The former escorts, gay adult producers and website entrepreneurs were both sentenced to life in prison for the January 2007 murder of Cobra Video producer Bryan Kocis. They were arrested in May 2007 and formally charged two months later.
"It was a very expensive prosecution," district attorney Jacqueline Musto Carroll told the Times Leader newspaper.
"We have to do these cases just right because we have the burden of proof. With that being said, we kept the cost as manageable as possible."
Prosecution costs included "transportation, lodging and meal expenses for witnesses residing out of Pennsylvania, in addition to a number of exhibits presented to the jury during Cuadra's trial."
According to media reports, county commissioners allotted additional funds to the district attorney's office to offset the trial's ballooning price tag.

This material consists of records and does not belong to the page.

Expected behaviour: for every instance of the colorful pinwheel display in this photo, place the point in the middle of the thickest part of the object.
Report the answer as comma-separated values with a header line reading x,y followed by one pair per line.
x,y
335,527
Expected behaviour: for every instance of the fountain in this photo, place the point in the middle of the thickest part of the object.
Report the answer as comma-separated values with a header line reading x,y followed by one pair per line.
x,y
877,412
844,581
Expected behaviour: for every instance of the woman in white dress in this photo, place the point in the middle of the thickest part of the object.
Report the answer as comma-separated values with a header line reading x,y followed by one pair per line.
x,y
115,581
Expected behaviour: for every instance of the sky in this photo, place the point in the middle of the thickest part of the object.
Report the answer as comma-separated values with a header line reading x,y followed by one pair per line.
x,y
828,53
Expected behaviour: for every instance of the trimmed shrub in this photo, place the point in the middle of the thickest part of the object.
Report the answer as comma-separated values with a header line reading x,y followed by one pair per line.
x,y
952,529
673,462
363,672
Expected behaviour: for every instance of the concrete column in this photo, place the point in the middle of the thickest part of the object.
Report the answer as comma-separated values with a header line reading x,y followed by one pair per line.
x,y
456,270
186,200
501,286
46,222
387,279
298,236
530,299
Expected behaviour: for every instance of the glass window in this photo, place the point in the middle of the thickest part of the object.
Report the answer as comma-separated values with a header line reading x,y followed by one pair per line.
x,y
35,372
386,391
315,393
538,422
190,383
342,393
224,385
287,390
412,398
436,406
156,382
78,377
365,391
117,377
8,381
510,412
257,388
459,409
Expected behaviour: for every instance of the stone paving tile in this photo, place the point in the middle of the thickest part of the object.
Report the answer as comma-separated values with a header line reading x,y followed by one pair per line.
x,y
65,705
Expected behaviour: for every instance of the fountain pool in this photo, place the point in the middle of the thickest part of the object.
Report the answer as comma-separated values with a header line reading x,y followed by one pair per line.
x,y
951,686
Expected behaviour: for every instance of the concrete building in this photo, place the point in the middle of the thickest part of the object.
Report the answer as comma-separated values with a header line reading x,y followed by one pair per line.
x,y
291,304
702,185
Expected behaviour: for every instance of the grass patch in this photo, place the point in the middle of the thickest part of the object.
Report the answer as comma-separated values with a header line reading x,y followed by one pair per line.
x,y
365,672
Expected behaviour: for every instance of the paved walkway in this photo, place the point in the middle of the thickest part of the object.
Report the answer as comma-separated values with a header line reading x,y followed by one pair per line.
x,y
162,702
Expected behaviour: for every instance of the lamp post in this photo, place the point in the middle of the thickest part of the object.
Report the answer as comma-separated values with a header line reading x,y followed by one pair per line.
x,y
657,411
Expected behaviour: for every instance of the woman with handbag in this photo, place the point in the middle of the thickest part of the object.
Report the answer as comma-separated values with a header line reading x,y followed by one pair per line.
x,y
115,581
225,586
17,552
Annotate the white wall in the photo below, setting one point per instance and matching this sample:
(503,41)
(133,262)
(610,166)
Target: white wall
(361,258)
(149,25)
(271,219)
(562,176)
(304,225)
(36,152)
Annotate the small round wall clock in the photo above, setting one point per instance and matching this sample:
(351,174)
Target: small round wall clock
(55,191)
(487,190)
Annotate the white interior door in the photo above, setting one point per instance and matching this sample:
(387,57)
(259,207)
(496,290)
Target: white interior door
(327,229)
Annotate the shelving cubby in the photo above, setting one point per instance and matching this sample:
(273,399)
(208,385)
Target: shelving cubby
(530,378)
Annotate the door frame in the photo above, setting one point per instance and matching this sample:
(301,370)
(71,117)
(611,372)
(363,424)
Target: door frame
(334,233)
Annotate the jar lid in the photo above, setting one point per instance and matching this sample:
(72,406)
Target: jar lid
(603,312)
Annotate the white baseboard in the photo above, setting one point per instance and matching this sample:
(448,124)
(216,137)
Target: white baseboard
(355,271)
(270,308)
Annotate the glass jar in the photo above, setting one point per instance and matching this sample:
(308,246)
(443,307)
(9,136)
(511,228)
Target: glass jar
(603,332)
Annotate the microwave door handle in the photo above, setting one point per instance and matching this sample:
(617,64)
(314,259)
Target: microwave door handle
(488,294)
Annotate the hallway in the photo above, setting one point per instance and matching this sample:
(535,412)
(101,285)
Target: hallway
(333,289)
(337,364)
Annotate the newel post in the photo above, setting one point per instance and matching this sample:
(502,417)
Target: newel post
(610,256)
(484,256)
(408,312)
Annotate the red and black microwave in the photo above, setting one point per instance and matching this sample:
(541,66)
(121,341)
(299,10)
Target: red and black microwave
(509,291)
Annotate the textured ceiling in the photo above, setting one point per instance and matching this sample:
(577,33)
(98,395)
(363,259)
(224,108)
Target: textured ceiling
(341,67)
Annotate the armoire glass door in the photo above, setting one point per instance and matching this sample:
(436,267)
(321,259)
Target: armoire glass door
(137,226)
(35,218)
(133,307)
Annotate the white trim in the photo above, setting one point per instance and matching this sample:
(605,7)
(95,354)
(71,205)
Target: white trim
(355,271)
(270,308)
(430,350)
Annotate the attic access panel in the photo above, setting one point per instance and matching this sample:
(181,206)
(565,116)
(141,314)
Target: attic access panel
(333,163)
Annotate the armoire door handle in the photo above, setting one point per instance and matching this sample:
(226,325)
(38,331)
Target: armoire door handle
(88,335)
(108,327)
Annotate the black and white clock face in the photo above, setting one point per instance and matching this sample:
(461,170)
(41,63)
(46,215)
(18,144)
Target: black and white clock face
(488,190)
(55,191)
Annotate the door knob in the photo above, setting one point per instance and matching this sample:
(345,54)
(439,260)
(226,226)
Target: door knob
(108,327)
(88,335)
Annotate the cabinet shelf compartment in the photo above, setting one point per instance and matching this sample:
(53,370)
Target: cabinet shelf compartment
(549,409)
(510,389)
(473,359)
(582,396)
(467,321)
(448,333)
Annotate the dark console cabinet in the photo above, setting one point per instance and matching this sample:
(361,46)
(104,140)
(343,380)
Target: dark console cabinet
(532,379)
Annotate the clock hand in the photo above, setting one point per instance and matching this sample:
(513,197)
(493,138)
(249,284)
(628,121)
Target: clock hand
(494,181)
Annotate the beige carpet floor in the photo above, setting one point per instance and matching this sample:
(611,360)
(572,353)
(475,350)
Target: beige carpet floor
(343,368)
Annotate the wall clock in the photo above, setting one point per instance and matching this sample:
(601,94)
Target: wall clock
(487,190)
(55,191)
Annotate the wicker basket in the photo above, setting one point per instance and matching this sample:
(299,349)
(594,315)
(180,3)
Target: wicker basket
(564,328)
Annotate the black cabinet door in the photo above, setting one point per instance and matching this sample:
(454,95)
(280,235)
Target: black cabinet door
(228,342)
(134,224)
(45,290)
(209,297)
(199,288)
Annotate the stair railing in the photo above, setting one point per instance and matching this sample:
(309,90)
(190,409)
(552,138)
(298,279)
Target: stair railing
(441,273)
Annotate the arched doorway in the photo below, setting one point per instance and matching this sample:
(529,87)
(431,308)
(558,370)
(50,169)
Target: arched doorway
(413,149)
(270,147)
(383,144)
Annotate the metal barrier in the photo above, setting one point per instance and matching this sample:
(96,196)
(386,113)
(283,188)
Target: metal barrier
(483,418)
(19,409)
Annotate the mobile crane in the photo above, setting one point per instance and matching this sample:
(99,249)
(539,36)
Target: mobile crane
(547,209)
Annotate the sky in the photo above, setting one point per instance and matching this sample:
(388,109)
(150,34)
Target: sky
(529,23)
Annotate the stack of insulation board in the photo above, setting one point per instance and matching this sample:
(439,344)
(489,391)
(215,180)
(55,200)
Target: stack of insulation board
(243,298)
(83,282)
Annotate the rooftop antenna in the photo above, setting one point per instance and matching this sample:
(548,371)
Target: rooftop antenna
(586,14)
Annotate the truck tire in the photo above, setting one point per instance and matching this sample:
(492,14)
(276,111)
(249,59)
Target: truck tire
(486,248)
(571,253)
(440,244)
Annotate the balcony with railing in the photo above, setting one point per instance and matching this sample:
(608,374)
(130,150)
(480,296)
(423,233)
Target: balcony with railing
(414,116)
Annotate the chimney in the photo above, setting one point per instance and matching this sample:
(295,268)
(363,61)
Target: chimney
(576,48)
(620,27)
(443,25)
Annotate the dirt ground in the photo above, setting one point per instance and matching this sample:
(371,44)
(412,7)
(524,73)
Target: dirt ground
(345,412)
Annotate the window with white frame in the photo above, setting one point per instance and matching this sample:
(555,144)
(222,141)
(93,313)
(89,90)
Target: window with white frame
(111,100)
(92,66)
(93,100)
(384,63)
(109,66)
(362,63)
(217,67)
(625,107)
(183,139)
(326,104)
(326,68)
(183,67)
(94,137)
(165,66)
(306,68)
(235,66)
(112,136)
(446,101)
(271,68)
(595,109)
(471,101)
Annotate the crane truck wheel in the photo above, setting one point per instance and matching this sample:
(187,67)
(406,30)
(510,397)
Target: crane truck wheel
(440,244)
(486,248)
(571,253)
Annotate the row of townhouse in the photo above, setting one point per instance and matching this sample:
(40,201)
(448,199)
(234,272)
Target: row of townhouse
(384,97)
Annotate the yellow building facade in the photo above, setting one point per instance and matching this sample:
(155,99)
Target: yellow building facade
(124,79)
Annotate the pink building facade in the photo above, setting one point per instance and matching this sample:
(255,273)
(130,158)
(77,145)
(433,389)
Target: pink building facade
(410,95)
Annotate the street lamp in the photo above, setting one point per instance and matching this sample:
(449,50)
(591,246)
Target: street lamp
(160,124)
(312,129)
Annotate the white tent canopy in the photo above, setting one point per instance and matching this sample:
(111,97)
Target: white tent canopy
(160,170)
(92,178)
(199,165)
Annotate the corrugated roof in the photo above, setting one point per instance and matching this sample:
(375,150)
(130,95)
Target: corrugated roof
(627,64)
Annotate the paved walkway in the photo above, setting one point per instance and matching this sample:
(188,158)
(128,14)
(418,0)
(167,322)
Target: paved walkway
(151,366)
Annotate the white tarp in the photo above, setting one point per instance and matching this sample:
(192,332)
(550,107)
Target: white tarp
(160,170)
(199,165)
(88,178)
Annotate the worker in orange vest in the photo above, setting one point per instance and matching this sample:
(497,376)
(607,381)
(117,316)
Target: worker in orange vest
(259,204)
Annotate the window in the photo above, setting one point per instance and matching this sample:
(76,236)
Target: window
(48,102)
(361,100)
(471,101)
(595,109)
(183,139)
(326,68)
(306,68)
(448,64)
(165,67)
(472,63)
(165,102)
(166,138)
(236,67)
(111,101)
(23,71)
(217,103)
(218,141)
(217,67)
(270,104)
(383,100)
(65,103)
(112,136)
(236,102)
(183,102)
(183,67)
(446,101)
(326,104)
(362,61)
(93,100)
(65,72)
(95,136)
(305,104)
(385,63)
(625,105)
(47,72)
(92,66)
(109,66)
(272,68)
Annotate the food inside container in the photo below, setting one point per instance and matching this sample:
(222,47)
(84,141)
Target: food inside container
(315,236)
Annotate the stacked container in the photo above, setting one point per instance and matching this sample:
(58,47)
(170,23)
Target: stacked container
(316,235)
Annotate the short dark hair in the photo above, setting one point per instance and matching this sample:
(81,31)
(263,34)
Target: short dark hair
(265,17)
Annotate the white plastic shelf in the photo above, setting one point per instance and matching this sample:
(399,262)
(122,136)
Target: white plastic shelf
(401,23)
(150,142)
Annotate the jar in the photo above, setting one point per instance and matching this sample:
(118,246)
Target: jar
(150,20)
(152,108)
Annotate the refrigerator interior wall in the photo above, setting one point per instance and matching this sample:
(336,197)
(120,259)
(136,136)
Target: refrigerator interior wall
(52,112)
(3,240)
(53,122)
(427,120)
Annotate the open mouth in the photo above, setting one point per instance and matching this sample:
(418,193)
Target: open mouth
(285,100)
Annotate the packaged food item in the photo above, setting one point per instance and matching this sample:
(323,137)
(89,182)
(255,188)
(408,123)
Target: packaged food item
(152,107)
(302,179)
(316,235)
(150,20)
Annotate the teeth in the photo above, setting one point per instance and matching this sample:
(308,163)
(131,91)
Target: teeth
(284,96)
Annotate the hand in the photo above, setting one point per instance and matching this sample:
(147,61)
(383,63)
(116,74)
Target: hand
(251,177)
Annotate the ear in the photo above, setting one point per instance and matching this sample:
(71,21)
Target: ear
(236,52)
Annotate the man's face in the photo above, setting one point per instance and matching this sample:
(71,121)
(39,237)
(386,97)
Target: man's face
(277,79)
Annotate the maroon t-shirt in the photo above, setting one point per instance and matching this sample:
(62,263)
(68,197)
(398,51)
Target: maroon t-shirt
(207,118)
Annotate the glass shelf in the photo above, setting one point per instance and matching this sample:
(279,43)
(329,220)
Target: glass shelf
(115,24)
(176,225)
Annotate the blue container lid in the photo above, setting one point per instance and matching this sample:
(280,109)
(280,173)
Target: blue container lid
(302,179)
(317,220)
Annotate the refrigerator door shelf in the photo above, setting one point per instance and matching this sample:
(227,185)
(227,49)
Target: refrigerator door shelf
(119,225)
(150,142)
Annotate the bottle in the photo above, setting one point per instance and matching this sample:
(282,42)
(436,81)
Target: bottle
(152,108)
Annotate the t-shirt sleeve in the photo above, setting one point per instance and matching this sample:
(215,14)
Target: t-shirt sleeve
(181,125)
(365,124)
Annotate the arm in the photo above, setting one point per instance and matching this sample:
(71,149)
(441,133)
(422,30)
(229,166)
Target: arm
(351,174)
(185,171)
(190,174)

In related news, Judge Peter Paul Olszewski Jr. on Monday signed an order directing Cuadra to pay more than $3000 in restitution to the Kocis estate, according to a newspaper report. The money will cover, in part, Kocis' funeral expenses.
Several jurors in the Cuadra trial have spoken to local media about the case. He avoided the death penalty because the twelve jurors "could not unanimously decide whether Cuadra was the killer or the accomplice," reports the Citizen's Voice newspaper. "No one knows who did the actual deed of slashing the man's throat," juror Ellen Matulis said. She was among the four jurors who believed Cuadra could have been an accomplice to Kerekes and not the actual killer.
"I'd be a liar if I said voices weren't raised. Obviously, if you got people who want a death penalty, it gets tense," she said. "We carried a person's life in our hands."
Matulis said the jurors have been altered by the trial. "The shock of actually seeing some of this, it was mind blogging — seeing a burnt corpse, a heart cut with stab wounds… My life was changed and I wasn't the criminal."
Fellow juror Daniel Austin said Cuadra sealed his own fate when he took the stand to testify in his own defense.
"He shot himself in the foot with the different lies," Austin said. "In my eyes, Harlow definitely was the one who did the actual killing. He placed himself in the house, he described it. All reasonable doubt, as far as him being an accomplice, went out the window when he opened his mouth."